VMware Cloud Community
splintereddy
Contributor
Contributor

Cannot create big data cluster using cloudera manager as application manager in big data extension2.3

Hi guys,

     Here is my lab environment:

          vcneter server 6.5U1 with big data extension2.3 intergrated

          cloudera manager 5.13.0 as the application manager,which is installed in centos 6.8 , same as the node template of big data extension

          the datastore room is enough,the addresses in ip ranges is enough too

          local dns  server ,all the forward and reverse lookup is ok

          local cloudera manager yum repository and parcel repository.Besides i installed the cloudera manager agent,deamon and oracle j2sdk in node template already. (after installing i removed the snapshot of node template and restarted the management server)       

QQ截图20180211100851.png

     Here is the problem that i encountered:

          when i try to create a big data cluster using cloudera manager as the application, i can see the cdh is just the right version that i put in my local parcel repository.

          when i finished the process of creating cluster,the vms are cloned with proper ip and hostname that i've wrote in unbound.conf in my dns server。the cloudera manager agent is started and

the host agent installation is successful.

          but is ends up with the error:an exception happens when application manager creates the cluster.creation fails。

it seems that the cloudera manager couldn't install the parcel in hosts.

anyone khows why?

thank you .

QQ截图20180211102123.png

QQ截图20180211105303.png

QQ截图20180211095125.png

10 Replies
Qing_chi
VMware Employee
VMware Employee

Hi,

Cloud you provide the serengeti log file which under the directory /opt/serengeti/logs?

Thanks,

-qing

Reply
0 Kudos
splintereddy
Contributor
Contributor

Thanks for your help。It might be the problem of os package dependency。

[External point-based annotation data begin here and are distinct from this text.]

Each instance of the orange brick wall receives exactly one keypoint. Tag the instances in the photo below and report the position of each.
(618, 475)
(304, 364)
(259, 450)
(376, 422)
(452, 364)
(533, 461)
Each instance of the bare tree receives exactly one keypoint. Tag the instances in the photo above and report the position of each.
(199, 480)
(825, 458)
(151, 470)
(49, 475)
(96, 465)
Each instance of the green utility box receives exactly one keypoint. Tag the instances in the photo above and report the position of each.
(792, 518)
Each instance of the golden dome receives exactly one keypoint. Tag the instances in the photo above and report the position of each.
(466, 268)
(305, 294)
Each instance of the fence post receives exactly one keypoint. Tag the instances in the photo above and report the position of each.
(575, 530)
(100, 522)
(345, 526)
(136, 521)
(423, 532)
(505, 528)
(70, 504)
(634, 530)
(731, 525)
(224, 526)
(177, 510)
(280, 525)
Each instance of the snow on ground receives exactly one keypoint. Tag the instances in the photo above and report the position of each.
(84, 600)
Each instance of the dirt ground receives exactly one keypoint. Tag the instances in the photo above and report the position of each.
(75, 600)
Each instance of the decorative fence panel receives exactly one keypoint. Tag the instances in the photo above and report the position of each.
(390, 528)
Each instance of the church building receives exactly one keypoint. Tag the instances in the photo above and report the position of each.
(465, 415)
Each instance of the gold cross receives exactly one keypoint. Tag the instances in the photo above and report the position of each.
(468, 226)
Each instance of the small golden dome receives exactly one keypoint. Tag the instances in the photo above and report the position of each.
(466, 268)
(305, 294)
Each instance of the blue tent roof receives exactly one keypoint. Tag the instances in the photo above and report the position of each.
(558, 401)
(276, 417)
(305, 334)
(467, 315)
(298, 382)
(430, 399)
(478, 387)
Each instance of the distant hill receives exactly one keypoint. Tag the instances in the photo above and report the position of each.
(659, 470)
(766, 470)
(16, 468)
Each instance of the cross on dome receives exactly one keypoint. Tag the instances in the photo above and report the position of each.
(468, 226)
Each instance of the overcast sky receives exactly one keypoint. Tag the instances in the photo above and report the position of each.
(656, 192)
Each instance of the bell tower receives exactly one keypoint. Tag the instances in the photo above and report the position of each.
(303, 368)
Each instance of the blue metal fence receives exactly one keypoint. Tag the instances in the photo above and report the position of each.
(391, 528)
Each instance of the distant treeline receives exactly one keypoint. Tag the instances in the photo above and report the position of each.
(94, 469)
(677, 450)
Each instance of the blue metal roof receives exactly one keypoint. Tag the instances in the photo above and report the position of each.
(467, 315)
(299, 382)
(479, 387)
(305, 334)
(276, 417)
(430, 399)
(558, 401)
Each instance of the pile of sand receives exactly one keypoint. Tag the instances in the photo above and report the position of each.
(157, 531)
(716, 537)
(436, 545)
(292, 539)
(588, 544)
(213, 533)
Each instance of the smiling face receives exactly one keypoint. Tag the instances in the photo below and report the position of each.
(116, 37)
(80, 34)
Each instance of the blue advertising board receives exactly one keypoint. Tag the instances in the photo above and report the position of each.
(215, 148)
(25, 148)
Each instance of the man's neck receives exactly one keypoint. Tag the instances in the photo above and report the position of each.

I found a way to create the big data cluster successfully,but still confused about how it works.

First of all i deploy the bigdata extensions , add the dns record to the dns server, add the cloudera manager as application manager,then i try to create the big data cluster using local repository(including  cloudera manager agent , daemon, jdk ,etc) and default centos repo, it fails at installing the cloudera manager agent, the logs shows the error of package dependency

Then i install the agent in node template before creating the cluster , it fails again . i guess the agent should be unique in every node , but if formerly installed in template  the id of agent is the same one.

QQ拼音截图20180227113232.png

Then i modify the template : rename all the Centos-*.repo except Centos-Media.repo to bak_Centos-*.repo and modify the Centos-Media.repo to use my local centos yum repository。

Finally succeed。

Here is my question:

     All the master and worker nodes can access to Internet,so the centos package dependency should be ok in theory, but it seems not.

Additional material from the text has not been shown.